En application de l’article 700 du code de procédure civile, dans toutes les instances le juge condamne la partie tenue aux dépens ou la partie perdante à payer à l’autre partie la somme qu’il détermine au titre des frais exposés et non compris dans les dépens. Le juge tient compte de l’équité ou de la situation économique de la partie condamnée. Il peut, même d’office, pour des raisons tirées des mêmes considérations, dire qu’il n’y a lieu à condamnation.
En l’espèce, l’équité commande de rejeter la demande de la société CDC Habitat Social au titre de l’article 700 du code de procédure civile.
En application de l’article 514 du code de procédure civile, les décisions de première instance sont de droit exécutoires à titre provisoire. L’article 514-1 du même code dispose que le juge peut écarter l’exécution provisoire de droit, en tout ou partie, s’il estime qu’elle est incompatible avec la nature de l’affaire.
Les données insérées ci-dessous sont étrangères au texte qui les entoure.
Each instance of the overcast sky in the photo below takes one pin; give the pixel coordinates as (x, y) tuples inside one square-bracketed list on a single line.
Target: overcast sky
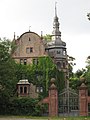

En l’espèce, il sera rappelé que la présente décision est exécutoire de plein droit, l’exécution provisoire n’étant pas incompatible avec la nature de l’affaire.
PAR CES MOTIFS
La juge des contentieux de la protection, statuant par jugement réputée contradictoire, rendu en premier ressort, mis à disposition au greffe,
DECLARE recevable l’action de la société CDC Habitat Social ;
CONSTATE la résiliation à compter du 27 mai 2025 du bail conclu le 29 juillet 2018 portant sur le bien situé [Adresse 6], par l’effet de l’acquisition de la clause résolutoire pour défaut de paiement des loyers et charges ;
SUSPEND les effets de la clause résolutoire ;
CONDAMNE Mme [D] [T] [I] à payer à la société CDC Habitat Social la somme la somme de 1 072,50 euros, correspondant à l’arriéré de loyers et aux indemnités d’occupation arrêtés au 14 janvier 2026, assortie des intérêts au taux légal à compter du 26 mars 2025, date du commandement de payer ;
AUTORISE Mme [D] [T] [I] à s’acquitter de la dette par 35 mensualités de 30,00 euros, payables en plus du loyer courant, au plus tard le 15 de chaque mois et pour la première fois le 15 du mois suivant la signification de la présente décision, la 36ème et dernière mensualité étant égale au solde de la dette en principal majoré des intérêts ;
RAPPELLE qu’en cas de respect par Mme [D] [T] [I] des délais accordés et du paiement des loyers courants, la résiliation du bail sera réputée n’avoir jamais été acquise ;
RAPPELLE qu’à défaut d’un seul versement à son échéance de la mensualité ou du loyer courant, la totalité de la dette deviendra immédiatement exigible et la résiliation reprendra tous ses effets quinze jours après l’envoi d’une mise en demeure par courrier recommandé avec accusé de réception restée infructueuse ;
DIT que la société CDC Habitat Social pourra alors faire procéder à l’expulsion de Mme [D] [T] [I], ainsi que de tous les occupants de son chef, avec le concours de la force publique le cas échéant, sous réserve des dispositions des articles L. 412-1 et suivants du code des procédures civiles d’exécution ;
DIT qu’en ce cas, que le sort des meubles sera régi par les dispositions des articles L. 433-1 et L. 433-2 du code des procédures civiles d’exécution ;
CONDAMNE, en ce cas, Mme [D] [T] [I] à payer à la société CDC Habitat Social l’indemnité d’occupation égale au montant du loyer indexé qui aurait été payé si le bail s’était poursuivi, outre les charges, et avec les mêmes modalités de révision du loyer que celles prévues dans le bail, due à compter de la date de la résiliation et jusqu’au départ effectif des lieux constitué par la remise des clés ou le procès-verbal d’expulsion ou de reprise ;
REJETTE la demande de la société CDC Habitat Social au titre de l’article 700 du Code de procédure civile ;
CONDAMNE Mme [D] [T] [I] aux entiers dépens, qui comprendront le coût du commandement de payer du 26 mars 2025 ;
RAPPELLE que la présente décision est assortie de droit de l’exécution provisoire.